If you are bitten by an animal on holiday or exposed to saliva or scratches then it is imperative that you seek medical help as soon as possible. Post-exposure prophylaxis with rabies immunoglobulin (RIg) and vaccination is still able to prevent the development of rabies in most people exposed. HOWEVER, it may not be easily available in the country you have travelled to, and having injections may expose you to other blood borne viruses such as Hepatitis B, C and HIV, and you will probably have to curtail your holiday and get back to the UK for further treatment.
Post-exposure prophylaxis is very good if given early enough with only 47 failures in 15 million cases by 1997, but it is not fool proof, and if it is not given quickly enough it doesn’t work at all. In addition, some people don’t realise they have been exposed as it is not just dog bites that lead to rabies, but saliva exposure from all terrestrial animals (any mammal can carry rabies not just dogs).
Another drawback to post-exposure immunoglobulin is that RIg costs £600 per 500 unit vial, and the dose is 20 units/kg, so for a 70kg patient this is three vials (1400 units) but given that most adults in the UK are overweight or obese this is more likely to be 4 vials. Then there is the need for 4 vaccines too!
This means that post-exposure prophylaxis with RIg and 4 doses of vaccine costs approx. £2,600; in a resource poor country you will either have to pay for this yourself (remember your travel insurance will be invalid) or it won’t be available at all.
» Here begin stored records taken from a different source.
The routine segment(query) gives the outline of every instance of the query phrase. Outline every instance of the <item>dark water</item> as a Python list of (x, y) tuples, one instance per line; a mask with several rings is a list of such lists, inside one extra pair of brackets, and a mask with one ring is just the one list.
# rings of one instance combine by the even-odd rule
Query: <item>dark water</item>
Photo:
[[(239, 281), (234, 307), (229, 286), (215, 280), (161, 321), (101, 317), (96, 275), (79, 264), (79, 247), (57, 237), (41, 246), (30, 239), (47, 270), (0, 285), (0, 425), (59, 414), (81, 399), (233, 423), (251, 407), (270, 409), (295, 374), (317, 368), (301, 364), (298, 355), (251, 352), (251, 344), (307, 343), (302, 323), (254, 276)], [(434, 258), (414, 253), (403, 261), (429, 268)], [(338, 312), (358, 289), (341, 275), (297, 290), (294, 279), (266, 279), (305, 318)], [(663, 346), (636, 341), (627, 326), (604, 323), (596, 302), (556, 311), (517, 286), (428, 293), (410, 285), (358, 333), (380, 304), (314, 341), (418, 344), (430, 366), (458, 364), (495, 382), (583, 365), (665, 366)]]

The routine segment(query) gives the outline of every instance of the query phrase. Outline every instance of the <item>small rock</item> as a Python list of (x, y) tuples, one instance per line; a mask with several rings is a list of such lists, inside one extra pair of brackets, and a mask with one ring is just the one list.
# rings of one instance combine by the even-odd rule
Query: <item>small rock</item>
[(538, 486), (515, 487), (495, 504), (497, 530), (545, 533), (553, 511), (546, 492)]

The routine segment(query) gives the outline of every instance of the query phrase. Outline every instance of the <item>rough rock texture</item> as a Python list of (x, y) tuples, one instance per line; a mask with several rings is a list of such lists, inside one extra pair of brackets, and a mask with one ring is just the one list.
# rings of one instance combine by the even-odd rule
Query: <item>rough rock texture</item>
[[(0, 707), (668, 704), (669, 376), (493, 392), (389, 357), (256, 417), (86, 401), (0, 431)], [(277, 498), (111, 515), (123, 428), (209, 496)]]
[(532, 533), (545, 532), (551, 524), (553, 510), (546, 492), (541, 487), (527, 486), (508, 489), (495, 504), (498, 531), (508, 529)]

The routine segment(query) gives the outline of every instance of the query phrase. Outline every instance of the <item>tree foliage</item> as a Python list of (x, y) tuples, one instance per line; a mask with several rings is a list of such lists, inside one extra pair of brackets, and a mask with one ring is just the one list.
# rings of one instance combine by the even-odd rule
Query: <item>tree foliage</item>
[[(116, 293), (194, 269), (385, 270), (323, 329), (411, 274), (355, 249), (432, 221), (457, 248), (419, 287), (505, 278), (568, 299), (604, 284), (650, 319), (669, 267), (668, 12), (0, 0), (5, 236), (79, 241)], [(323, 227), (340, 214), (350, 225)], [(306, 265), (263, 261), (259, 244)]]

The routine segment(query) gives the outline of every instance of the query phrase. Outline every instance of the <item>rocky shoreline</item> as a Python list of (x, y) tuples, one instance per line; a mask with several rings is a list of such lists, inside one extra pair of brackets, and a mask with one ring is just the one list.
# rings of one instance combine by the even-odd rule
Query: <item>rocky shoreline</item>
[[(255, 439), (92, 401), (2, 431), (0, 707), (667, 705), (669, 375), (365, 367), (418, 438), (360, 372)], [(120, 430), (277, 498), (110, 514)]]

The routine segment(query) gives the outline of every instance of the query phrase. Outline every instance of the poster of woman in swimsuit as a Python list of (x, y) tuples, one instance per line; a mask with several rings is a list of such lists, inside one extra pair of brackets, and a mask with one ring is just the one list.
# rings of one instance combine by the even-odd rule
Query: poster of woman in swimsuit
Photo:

If it is available and “free” you are using £2,600 of medical resource from that country… you’ll have to decide for yourself on the ethics of not being vaccinated against having “free” post-exposure prophylaxis.
Even if you have been fully vaccinated you would still be given further doses of vaccine after an exposure BUT to my knowledge no one has ever developed rabies having been fully vaccinated before exposure (your travel insurance should cover this treatment).
In the UK post exposure prophylaxis should be discussed with the Rabies Immunoglobulin Service at Colindale in London on 0208 327 6204, or if urgent out of hours with the Colindale Duty Doctor 0208 200 4400. They will carry out a risk assessment based on country and type of exposure; they hold the stock of rabies immunoglobulin and will arrange to send it out if it is required. They offer a fantastic service which in my experience works flawlessly… they really are brilliant!
So our patient bitten by a bat was discussed with the Rabies Immunoglobulin Service in the morning who arranged to send out rabies immunoglobulin and advised 4 doses of rabies vaccine. Fortunately the patient remained well and didn’t develop the infection. The ED department produced local guidelines for bat bites including the telephone number for the Rabies Immunoglobulin Service… and the Microbiologist got a Halloween topic for his blog… everyone was happy.
So enjoy your trick or treating but do stay away from bats and other scary mammals… even those in fancy dress might pose a low risk!